La rencontre entre Hawks et Shouto, lorsque ce dernier rentra juste après le coucher du soleil, se passa aussi bien qu'il l'imaginait, c'est-à-dire dans un état de confusion et de perplexité total, méfiance et froncement de sourcils compris, ce qui arracha à Hawks un rire flamboyant.
— Il est comme vous !
Ce qui provoqua à son tour la mise en liberté d'une série de jurons les plus fleuris les uns que les autres alors que Shouto tentait vainement de jauger la créature devant lui. Hawks prétendait bien aimer Shouto pour sa détermination ; être obstiné, selon lui, valait toutes les qualités du monde, et c'était certainement pour cela qu'il se montrait aussi casse-pieds, s'il suivait son propre conseil à la lettre.
— Je vais patrouiller un peu, on se voit demain matin ! informa Hawks en agitant paresseusement sa main en guise d'au revoir.
Et une fois qu'il s'éloigna de la maison, s'enfonçant dans la nuit noire, Shouto se tourna vers son père et lui lança le regard le plus suspicieux qu'il ne lui ait jamais adressé.
— Et tu crois à ce qu'il te raconte ?
— Je le laisse faire ce qu'il veut pendant quelques jours afin de vérifier ça, bien sûr. Tu n'as pas besoin de t'en mêler, je m'en occupe.
— Hm.
Shouto ne paraissait pas convaincu, dévisageant l'omamori qu'il venait de décrocher de sa ceinture.
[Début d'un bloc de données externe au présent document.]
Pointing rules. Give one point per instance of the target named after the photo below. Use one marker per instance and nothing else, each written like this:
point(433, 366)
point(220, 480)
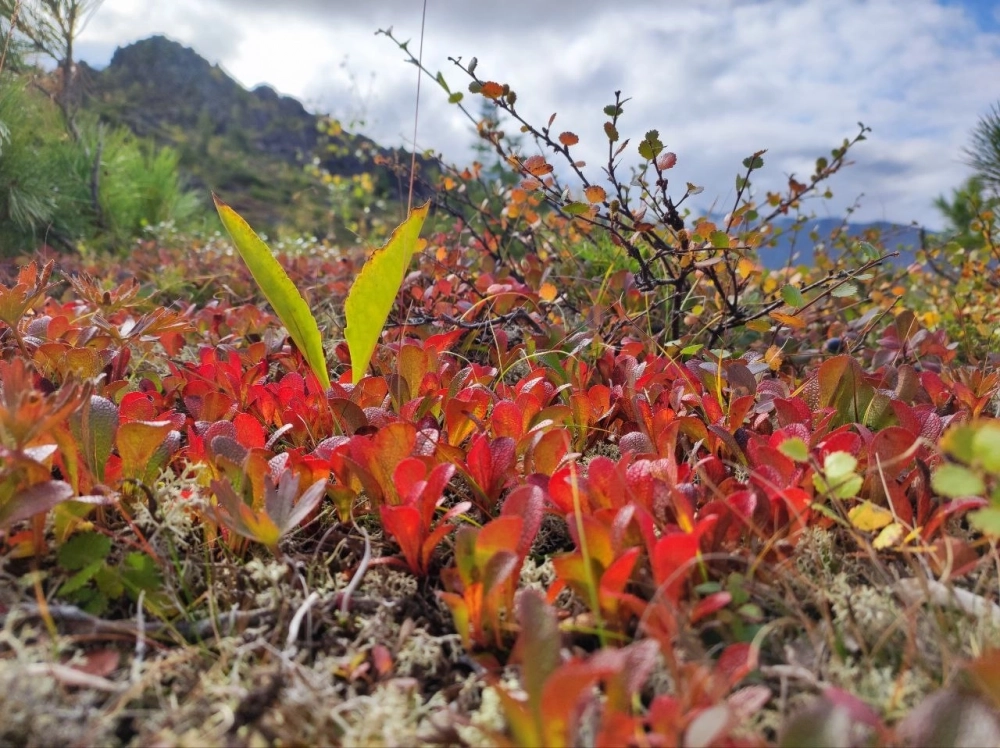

Enji sut à ce moment que son fils enquêterait de son côté, et il aurait d'ordinaire applaudi cette initiative si le comportement de Hawks ne persistait pas à tantôt l'enrager, tantôt lui donner des sueurs froides.
— Si tu veux faire quelque chose, va prendre des nouvelles de Fuyumi et de ta mère.
Il s'attendait à la surprise dansant dans les yeux de Shouto, mais cela ne l'empêcha pas de sentir son estomac se nouer. C'était normal. Personne ne communiquait dans cette famille. Personne ne pouvait, ou n'osait pas le faire. Enji en avait assez de fuir.
— Assure-toi qu'elles vont bien et qu'elles ne manquent de rien. Tu peux partir demain matin.
Shouto ne se départait pas de son incrédulité, mais il hocha la tête.
Enji pourrait agir sans se soucier de quoi que ce soit.